What’s the difference between a machine learning workload and a machine learning system? Once we have a trained model, what else do we need to solve a business problem? How should we put machine learning into production on contemporary application infrastructure like Kubernetes?
In the past, machine learning (like business analytics more generally) has been a separate workload that runs asynchronously alongside the rest of a business, for example optimizing a supply chain once per quarter, informing the periodic arrangement of a physical retail store based on the prior month’s sales and upcoming product releases, identifying the characteristics of an ideal customer in a new market to inform ongoing product development, or even training a model to incorporate into an existing application.
Today, we often put machine learning in to production in the context of an intelligent application. Intelligent applications continuously learn from data to support essential functionality and thus improve with longevity and popularity. Intelligent applications are interesting for many reasons, but especially because:
- in many cases they couldn’t exist without machine learning,
- they are developed by cross-functional teams including data engineers, data scientists, and application developers – and thus involve several engineering processes and lifecycles in parallel: the data management pipeline, the machine learning discovery workflow, the model lifecycle, and the conventional software development lifecycle, and
- they are deployed not as separate workloads but as a single system consisting of compute, storage, streaming, and application components.

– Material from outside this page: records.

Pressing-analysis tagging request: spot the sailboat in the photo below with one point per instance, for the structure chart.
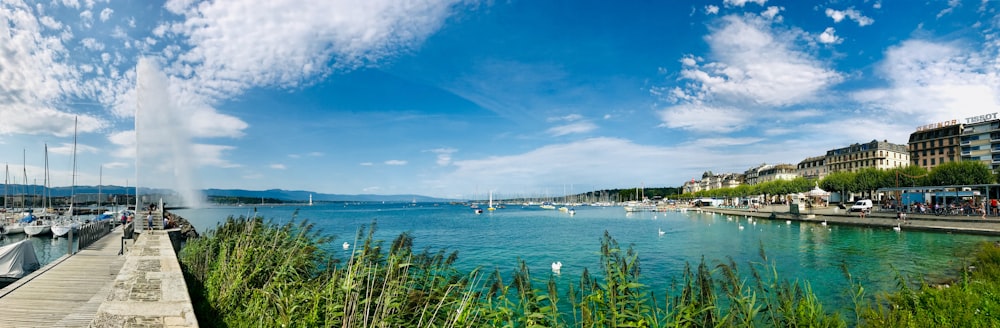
(11, 227)
(66, 224)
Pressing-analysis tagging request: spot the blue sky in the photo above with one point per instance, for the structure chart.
(454, 98)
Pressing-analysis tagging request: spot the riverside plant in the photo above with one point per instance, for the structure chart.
(249, 272)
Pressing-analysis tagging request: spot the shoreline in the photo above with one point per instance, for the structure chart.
(832, 215)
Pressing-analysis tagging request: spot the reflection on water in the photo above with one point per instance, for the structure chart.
(498, 239)
(47, 249)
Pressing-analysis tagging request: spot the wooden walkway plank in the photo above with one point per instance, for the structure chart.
(68, 291)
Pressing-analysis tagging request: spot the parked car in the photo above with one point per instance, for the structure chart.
(862, 205)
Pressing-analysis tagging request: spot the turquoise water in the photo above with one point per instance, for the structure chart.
(498, 239)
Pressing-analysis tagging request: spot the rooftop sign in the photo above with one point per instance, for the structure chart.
(938, 125)
(981, 118)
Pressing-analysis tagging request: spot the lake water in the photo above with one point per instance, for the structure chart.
(802, 251)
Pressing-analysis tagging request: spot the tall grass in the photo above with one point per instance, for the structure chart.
(248, 272)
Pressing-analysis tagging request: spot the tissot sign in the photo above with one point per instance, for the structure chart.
(981, 118)
(937, 125)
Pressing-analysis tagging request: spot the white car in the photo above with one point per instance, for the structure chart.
(862, 205)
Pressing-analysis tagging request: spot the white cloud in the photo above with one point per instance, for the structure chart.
(92, 44)
(572, 128)
(828, 36)
(700, 118)
(443, 155)
(952, 4)
(754, 64)
(75, 4)
(234, 45)
(35, 78)
(724, 142)
(741, 3)
(934, 82)
(851, 13)
(772, 12)
(106, 14)
(86, 19)
(567, 118)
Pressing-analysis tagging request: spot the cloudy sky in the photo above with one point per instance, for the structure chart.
(453, 98)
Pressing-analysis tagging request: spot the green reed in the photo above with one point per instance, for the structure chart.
(248, 272)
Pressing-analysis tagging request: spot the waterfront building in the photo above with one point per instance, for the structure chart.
(935, 144)
(874, 154)
(980, 140)
(812, 168)
(711, 181)
(770, 172)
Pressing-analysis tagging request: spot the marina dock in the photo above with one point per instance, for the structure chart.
(66, 292)
(97, 287)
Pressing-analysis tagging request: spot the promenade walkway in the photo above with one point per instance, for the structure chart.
(66, 292)
(973, 224)
(149, 291)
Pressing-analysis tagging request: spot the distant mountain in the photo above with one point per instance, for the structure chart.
(286, 195)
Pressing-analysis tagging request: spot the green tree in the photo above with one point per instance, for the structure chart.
(960, 173)
(907, 176)
(842, 182)
(867, 180)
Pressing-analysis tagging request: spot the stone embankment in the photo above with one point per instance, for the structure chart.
(150, 290)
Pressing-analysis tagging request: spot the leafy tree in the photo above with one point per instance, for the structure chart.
(960, 173)
(867, 180)
(842, 182)
(907, 176)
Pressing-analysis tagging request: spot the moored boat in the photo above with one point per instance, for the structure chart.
(17, 260)
(38, 227)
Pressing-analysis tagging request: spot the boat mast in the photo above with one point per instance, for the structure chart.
(100, 180)
(45, 196)
(24, 183)
(72, 188)
(135, 121)
(6, 182)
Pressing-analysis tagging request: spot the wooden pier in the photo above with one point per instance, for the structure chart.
(66, 292)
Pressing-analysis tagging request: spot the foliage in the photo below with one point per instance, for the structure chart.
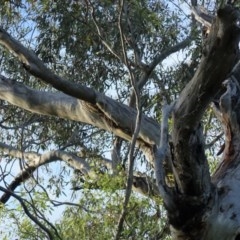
(81, 42)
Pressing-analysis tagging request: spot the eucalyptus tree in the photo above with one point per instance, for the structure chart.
(124, 112)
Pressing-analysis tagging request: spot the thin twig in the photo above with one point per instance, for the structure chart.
(136, 130)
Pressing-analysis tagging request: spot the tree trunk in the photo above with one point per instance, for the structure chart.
(204, 207)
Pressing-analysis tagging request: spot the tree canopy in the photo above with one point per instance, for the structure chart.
(113, 116)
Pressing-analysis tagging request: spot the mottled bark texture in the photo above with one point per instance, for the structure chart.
(205, 208)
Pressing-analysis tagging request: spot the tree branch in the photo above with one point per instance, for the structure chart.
(221, 53)
(107, 114)
(36, 67)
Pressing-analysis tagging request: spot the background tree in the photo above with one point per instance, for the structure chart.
(84, 87)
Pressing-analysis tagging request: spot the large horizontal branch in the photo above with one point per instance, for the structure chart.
(219, 56)
(105, 114)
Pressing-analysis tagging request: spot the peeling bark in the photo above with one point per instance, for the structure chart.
(199, 214)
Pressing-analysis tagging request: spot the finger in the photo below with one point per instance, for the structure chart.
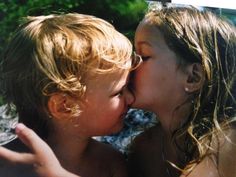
(15, 157)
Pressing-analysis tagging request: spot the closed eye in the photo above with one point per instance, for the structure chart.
(145, 58)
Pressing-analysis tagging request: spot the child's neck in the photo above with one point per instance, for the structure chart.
(70, 150)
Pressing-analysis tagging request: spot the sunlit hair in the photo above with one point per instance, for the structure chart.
(57, 53)
(202, 37)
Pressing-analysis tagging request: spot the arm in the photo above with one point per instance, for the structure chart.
(43, 159)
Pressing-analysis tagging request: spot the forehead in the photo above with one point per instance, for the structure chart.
(149, 36)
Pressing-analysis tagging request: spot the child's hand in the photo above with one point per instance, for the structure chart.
(42, 157)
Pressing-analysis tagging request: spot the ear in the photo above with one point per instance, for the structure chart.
(195, 78)
(59, 105)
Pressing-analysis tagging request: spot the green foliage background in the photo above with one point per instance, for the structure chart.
(123, 14)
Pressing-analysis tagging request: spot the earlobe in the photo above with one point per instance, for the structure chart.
(195, 78)
(58, 106)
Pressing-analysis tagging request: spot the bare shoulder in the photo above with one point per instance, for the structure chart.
(113, 161)
(222, 163)
(15, 170)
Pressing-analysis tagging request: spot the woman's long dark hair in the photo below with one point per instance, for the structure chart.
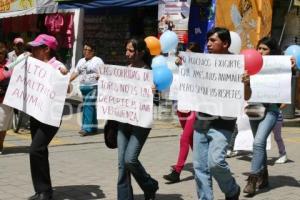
(140, 45)
(271, 43)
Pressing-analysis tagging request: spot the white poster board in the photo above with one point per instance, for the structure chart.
(211, 83)
(244, 138)
(125, 95)
(273, 83)
(39, 90)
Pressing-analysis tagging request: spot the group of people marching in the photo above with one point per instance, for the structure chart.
(208, 135)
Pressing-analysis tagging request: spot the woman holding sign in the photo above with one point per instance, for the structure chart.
(186, 119)
(6, 112)
(88, 70)
(43, 48)
(261, 128)
(131, 139)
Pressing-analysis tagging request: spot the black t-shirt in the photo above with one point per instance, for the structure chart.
(205, 121)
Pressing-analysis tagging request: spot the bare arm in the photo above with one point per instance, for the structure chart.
(247, 87)
(73, 76)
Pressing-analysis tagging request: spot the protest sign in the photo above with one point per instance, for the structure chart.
(211, 83)
(273, 83)
(39, 90)
(125, 95)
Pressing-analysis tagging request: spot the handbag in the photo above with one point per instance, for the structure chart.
(111, 133)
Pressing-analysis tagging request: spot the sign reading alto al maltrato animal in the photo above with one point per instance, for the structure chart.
(125, 94)
(211, 83)
(39, 90)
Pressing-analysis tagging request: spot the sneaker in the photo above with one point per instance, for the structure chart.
(282, 159)
(230, 154)
(173, 177)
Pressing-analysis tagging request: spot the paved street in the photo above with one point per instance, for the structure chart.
(82, 168)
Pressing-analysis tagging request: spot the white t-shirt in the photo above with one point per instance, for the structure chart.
(89, 70)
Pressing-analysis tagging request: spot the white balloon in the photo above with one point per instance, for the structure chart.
(236, 43)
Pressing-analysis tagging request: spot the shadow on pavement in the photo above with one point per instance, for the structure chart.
(78, 192)
(162, 197)
(280, 181)
(189, 167)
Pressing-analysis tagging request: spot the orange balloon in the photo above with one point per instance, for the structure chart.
(153, 45)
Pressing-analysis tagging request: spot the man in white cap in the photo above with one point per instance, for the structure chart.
(18, 47)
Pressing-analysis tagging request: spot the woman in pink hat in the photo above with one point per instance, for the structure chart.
(43, 48)
(6, 112)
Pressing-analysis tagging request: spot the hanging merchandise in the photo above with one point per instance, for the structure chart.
(251, 19)
(174, 15)
(202, 19)
(61, 26)
(54, 23)
(110, 29)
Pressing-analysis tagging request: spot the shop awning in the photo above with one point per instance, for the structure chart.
(90, 4)
(20, 8)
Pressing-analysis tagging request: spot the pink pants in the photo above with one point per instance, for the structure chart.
(186, 140)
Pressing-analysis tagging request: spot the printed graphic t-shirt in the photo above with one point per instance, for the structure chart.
(89, 70)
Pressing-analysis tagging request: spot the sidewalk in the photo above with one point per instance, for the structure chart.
(83, 168)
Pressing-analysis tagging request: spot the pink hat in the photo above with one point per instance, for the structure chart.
(44, 39)
(18, 40)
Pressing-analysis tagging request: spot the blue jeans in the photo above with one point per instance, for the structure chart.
(131, 140)
(89, 112)
(261, 129)
(209, 161)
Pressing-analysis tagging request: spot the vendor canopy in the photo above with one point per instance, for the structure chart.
(16, 8)
(89, 4)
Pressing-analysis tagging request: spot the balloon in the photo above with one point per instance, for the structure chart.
(185, 38)
(153, 45)
(162, 78)
(294, 50)
(253, 61)
(168, 41)
(159, 61)
(236, 43)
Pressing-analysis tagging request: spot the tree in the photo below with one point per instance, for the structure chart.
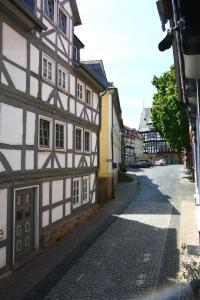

While the first and second points have serious implications for monitoring, validation, and automated retraining, the last point may be even more interesting: in contrast to legacy architectures, which had application infastructure running in one place and a separate analytic database, compute scheduler, or colocated-storage-and-compute cluster elsewhere, intelligent applications schedule all components together in a single, logical application-specific cluster, as in the following figure.
This architecture is possible because Kubernetes is flexible enough to orchestrate all of these components, but it is necessary because much of the complexity of machine learning systems appears not in the components themselves but in their interactions. The intelligent applications concept helps tame this complexity by enabling us to manage and audit all intelligent application components — controllers and views, data pipelines, predictive models, and more — from a single control plane.